Vale anche per l’uomo: «Se negli ultimi cinquantanni il numero di spermatozoi si è ridotto della metà, è perché oltre a fumo, alcol, diete sbagliate, i maschi hanno preso abitudini come fare il bagno molto caldo nella vasca oppure almeno una sauna alla settimana: l’eccessiva esposizione al calore può creare danni ai testicoli», precisa Lenzi. «L’infertilità può colpire anche chi fa uso, o lo ha fatto, di sostanze anabolizzanti per aumentare forza e massa muscolare: oltre alla salute fisica e psichica, danneggiano gravemente quella sessuale e riproduttiva. Infine c’è chi al calore elevato e prolungato è costretto a esporsi per motivi di lavoro». A questo quadro vanno aggiunti altri fattori: «Siamo ai primi posti in Europa per obesità nei bambini e negli adolescenti. Lo squilibrio ormonale che ne deriva, causa un danno profondo alla

fertilità, una volta adulti», aggiunge Graziottin. «In più, la metà dei ragazzi non pratica sport regolarmente, privandosi dunque dell’azione antinfiammatoria dell’attività fisica».

FACCIAMO FATICA A PROGETTARE

«La situazione socioeconomica attuale ha il suo peso», fa notare il professor Guido Giarelli, sociologo della salute dell’Università Magna Grecia di Catanzaro. «Fare figli vuol dire progettare il futuro e ciò oggi accade sempre meno, per colpa delle difficoltà economiche e del senso di precarietà, tipico di questi tempi. Pensare alla famiglia è difficile: le giovani coppie preferiscono guardare all’oggi, piuttosto che costruire qualcosa per il domani. L’aspetto più sconfortante è che questo modo di pensare appartiene sempre di più anche alla generazione dei quarantenni. La conseguenza ovvia è che l’idea di avere figli passa in secondo piano, se non addirittura nel dimenticatoio».

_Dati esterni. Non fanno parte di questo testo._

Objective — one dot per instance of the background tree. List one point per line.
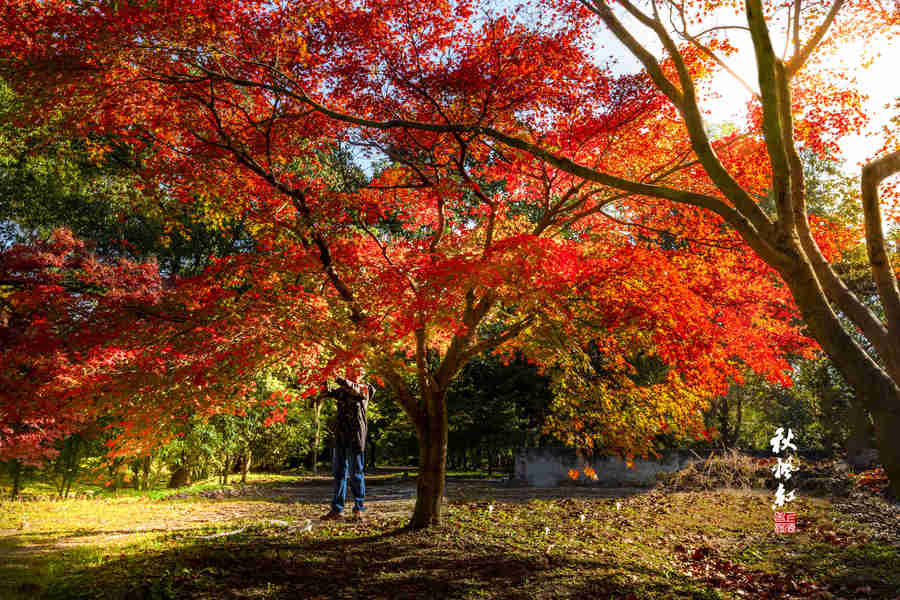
(462, 241)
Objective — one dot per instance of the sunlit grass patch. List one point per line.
(718, 544)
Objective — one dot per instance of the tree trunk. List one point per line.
(859, 442)
(431, 428)
(15, 467)
(875, 388)
(181, 476)
(248, 456)
(145, 472)
(317, 406)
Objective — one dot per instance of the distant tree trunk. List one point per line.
(248, 456)
(317, 410)
(146, 464)
(859, 442)
(431, 427)
(226, 466)
(15, 468)
(372, 447)
(181, 476)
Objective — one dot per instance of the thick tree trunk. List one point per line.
(432, 432)
(877, 390)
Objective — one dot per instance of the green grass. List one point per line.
(716, 544)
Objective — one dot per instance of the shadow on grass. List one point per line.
(396, 564)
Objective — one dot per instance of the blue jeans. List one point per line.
(348, 459)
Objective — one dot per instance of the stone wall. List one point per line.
(546, 467)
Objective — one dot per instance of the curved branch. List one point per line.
(882, 270)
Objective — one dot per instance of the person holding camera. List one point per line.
(349, 429)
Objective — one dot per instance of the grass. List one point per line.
(709, 544)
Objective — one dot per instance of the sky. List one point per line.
(880, 81)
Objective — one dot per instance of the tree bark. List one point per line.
(181, 476)
(15, 466)
(431, 428)
(317, 407)
(875, 388)
(248, 456)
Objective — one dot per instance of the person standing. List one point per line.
(350, 429)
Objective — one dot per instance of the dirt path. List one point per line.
(285, 504)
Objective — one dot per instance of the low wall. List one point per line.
(547, 467)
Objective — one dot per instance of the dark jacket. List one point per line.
(350, 427)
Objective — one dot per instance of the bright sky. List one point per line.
(879, 82)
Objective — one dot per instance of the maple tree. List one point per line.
(508, 207)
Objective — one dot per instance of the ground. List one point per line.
(497, 541)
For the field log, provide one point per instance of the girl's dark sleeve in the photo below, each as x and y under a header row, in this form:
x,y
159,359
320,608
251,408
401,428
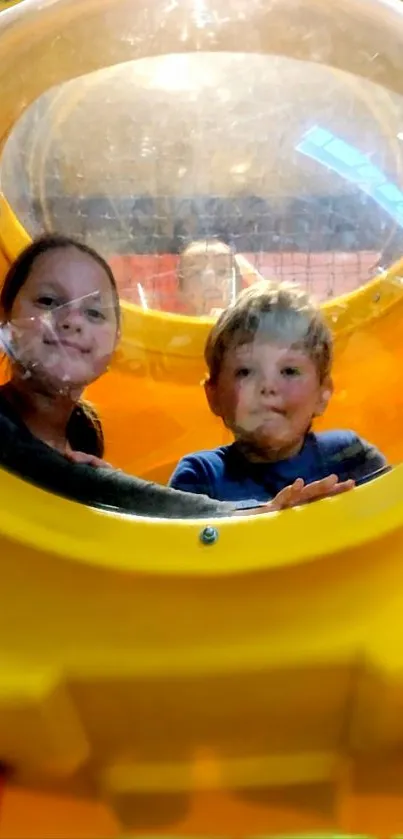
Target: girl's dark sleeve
x,y
32,460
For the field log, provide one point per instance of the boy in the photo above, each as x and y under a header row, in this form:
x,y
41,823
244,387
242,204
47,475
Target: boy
x,y
269,359
208,277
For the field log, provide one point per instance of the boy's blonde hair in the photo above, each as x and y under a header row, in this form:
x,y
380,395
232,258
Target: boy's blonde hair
x,y
200,247
271,311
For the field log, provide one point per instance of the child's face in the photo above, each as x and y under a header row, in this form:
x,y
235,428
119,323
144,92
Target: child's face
x,y
207,281
267,394
63,322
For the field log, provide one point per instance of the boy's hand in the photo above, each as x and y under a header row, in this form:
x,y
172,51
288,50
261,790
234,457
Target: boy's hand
x,y
88,459
300,493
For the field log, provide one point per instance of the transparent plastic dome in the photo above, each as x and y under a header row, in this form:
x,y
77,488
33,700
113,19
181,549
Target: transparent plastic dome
x,y
292,164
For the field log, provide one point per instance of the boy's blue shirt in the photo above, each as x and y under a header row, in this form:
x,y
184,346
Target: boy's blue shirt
x,y
227,475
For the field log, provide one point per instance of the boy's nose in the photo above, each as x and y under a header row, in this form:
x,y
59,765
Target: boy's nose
x,y
71,320
268,385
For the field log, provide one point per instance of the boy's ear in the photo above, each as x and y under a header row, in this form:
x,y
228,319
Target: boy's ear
x,y
325,394
211,396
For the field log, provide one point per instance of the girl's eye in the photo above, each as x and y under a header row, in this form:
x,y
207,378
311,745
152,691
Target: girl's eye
x,y
242,372
95,314
46,301
291,372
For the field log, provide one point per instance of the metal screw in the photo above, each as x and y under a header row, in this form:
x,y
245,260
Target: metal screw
x,y
209,535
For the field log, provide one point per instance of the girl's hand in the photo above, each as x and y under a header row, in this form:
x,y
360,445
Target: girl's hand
x,y
300,493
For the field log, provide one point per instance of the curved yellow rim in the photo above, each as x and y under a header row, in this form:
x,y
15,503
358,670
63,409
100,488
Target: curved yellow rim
x,y
44,522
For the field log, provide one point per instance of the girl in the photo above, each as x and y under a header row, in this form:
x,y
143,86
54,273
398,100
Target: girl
x,y
60,325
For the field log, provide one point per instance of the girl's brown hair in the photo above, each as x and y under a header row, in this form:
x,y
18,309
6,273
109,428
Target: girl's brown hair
x,y
84,429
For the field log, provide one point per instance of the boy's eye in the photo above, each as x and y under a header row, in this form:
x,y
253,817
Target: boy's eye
x,y
46,301
242,372
291,372
95,314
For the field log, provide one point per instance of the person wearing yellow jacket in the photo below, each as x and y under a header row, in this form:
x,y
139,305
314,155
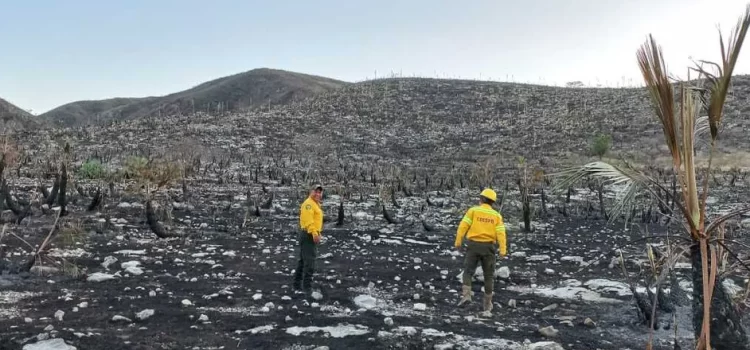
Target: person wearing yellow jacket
x,y
483,229
311,225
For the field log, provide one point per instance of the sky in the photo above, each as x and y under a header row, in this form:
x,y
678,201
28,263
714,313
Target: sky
x,y
55,52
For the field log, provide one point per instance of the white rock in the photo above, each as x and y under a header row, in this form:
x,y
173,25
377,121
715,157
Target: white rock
x,y
549,331
108,261
545,345
538,258
503,272
116,318
365,301
135,271
100,277
132,263
50,344
145,314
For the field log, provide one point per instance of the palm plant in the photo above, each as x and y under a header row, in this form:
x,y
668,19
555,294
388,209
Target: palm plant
x,y
682,128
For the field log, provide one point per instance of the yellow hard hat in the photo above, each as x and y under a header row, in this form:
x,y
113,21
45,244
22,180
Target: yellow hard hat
x,y
489,194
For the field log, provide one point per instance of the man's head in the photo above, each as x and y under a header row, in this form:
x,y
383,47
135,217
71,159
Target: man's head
x,y
317,193
488,196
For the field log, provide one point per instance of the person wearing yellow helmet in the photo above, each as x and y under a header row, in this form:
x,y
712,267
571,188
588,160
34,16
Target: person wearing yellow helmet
x,y
311,225
483,229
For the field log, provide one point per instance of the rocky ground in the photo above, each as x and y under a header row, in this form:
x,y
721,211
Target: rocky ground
x,y
380,285
411,146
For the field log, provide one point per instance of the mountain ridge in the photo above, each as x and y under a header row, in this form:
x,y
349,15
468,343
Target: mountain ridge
x,y
250,89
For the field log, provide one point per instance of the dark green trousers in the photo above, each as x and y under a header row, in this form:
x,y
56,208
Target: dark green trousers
x,y
308,252
480,253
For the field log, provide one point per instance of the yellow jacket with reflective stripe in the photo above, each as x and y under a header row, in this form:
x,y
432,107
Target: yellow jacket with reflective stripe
x,y
311,217
482,224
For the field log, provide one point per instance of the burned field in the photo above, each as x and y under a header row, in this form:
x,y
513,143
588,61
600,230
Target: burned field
x,y
185,238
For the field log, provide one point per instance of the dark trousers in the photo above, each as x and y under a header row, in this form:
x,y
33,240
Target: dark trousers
x,y
306,263
484,253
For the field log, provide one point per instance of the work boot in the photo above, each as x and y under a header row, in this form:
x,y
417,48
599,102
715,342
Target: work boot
x,y
487,302
465,295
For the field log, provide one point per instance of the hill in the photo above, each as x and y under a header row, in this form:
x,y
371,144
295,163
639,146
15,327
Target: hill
x,y
425,124
13,117
248,90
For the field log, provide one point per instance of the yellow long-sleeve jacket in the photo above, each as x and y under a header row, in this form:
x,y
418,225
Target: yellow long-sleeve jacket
x,y
481,223
311,217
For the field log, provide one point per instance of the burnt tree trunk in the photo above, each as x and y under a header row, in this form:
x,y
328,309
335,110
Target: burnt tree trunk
x,y
96,202
55,189
153,221
61,198
727,331
603,210
526,214
340,220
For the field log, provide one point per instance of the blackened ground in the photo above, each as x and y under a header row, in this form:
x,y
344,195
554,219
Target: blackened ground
x,y
222,273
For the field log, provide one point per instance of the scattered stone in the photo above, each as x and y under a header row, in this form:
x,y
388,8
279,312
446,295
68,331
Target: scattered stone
x,y
545,345
117,318
503,272
100,277
549,331
145,314
108,261
365,301
50,344
44,270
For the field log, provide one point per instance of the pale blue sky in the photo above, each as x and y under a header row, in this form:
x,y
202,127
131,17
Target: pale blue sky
x,y
55,52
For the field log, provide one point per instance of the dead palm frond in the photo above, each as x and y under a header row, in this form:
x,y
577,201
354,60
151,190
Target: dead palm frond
x,y
682,127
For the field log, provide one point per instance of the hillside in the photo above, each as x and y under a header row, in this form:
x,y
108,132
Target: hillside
x,y
14,117
248,90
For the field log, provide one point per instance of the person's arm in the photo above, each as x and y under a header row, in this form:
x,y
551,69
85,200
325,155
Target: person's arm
x,y
463,227
501,239
306,219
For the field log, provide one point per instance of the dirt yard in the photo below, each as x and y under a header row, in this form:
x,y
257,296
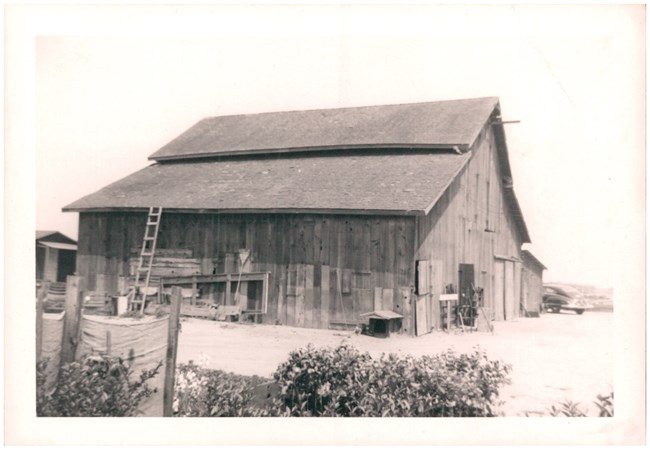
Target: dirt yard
x,y
554,358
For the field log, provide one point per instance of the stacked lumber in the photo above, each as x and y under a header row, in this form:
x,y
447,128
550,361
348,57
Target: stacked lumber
x,y
55,300
96,303
163,266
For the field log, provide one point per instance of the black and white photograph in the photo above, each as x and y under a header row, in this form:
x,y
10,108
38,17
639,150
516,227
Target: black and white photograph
x,y
412,224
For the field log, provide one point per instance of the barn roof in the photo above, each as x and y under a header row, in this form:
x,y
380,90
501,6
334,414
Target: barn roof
x,y
53,236
315,161
392,182
442,124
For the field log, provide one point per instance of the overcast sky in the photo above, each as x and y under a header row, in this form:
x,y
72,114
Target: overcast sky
x,y
115,86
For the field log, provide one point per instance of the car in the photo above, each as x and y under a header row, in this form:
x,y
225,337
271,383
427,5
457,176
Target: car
x,y
557,298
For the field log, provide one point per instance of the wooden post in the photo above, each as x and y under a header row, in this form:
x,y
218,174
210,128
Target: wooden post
x,y
122,285
42,293
72,318
108,342
172,346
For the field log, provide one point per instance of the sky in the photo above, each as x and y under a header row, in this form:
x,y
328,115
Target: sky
x,y
114,87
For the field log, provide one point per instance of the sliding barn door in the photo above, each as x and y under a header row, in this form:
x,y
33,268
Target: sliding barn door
x,y
499,290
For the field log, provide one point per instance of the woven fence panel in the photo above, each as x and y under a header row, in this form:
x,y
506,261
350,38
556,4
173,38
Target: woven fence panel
x,y
143,342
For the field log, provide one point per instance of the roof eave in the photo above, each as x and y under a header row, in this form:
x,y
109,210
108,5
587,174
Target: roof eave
x,y
319,211
266,151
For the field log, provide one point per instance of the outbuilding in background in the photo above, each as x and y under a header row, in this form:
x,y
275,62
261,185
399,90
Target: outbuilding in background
x,y
56,256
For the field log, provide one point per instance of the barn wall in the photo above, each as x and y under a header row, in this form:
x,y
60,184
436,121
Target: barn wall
x,y
470,224
51,264
325,269
532,288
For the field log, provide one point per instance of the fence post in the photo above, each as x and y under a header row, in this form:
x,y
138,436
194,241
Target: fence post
x,y
72,318
172,347
41,294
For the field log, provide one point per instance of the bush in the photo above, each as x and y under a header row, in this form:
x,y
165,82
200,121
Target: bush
x,y
344,382
605,404
200,392
92,387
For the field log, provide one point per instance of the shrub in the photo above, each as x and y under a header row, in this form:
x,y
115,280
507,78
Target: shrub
x,y
94,386
605,404
344,382
201,392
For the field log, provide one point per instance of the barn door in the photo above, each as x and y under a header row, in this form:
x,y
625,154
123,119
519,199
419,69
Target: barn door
x,y
518,293
423,307
499,290
511,306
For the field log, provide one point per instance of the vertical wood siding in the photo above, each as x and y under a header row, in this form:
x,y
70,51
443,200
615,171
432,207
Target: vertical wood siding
x,y
470,224
324,268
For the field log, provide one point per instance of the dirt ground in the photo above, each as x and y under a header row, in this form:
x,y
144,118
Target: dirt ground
x,y
554,358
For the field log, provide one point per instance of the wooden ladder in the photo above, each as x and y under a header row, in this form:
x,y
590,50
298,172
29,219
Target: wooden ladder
x,y
138,293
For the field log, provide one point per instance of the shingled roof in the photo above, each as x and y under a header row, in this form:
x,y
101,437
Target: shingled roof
x,y
388,183
443,124
314,161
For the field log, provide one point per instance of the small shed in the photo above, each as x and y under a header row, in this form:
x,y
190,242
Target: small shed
x,y
382,323
56,256
532,289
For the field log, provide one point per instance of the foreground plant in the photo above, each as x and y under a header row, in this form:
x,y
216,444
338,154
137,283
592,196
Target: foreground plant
x,y
202,392
92,387
605,404
344,382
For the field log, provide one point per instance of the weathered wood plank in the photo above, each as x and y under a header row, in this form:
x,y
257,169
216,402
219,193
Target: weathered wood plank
x,y
309,296
316,313
72,318
300,295
366,303
282,286
325,297
387,299
378,299
291,295
335,296
407,310
172,351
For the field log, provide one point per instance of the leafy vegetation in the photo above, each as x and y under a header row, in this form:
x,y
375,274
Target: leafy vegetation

EPPURE L’INFERTILITÀ SI PUÒ PREVENIRE

Per fronteggiare l’emergenza, il Governo adotta politiche sanitarie ad hoc. Ma l’arma più importante resta la prevenzione, specie se si considerano le cause dell’infertilità maschile: «Nei primi 10 anni di vita le patologie maschili che più danneggiano la fertilità sono il criptorchidismo (ritenzione testicolare), le orchiti e la torsione del funicolo spermatico. Tra i 12 e i 14 anni, il varicocele. Tra i 14 e i 20, le infezioni genitali e gli eccessi negli stili di vita», sottolinea Lenzi. «Peccato però che la popolazione maschile sembri non avere affatto una cultura in questo senso», fa notare Graziottin. «A differenza delle donne, abituate a contare su una figura di riferimento come il ginecologo fin da ragazzine, i maschi quasi ignorano l’esistenza degli andro-logi, che pure in Italia rappresentano un’eccellenza». Proprio per questo, il piano nazionale del Governo ha pensato anche a iniziative specifiche: «I consultori dovranno prevedere un andrologo», annuncia Lenzi, «ma si cercherà anche di eliminare la diffusa diffidenza verso lo spermiogramma, l’esame che valuta la quantità e la qualità degli spermatozoi. Non deve essere considerato uno spauracchio, ma un semplice strumento di prevenzione, una sorta di pap test al maschile. Se lo si fa a 18 anni, permette di capire se la fase dello sviluppo si è conclusa in modo regolare. E se il risultato è negativo, non si dovrà più ripetere a meno che non insorga una malattia dell’apparato genitale». Infine, l’autopalpazione dei testicoli: «Essenziale per lui proprio come quella che lei impara a fare con il seno, fin da giovanissima».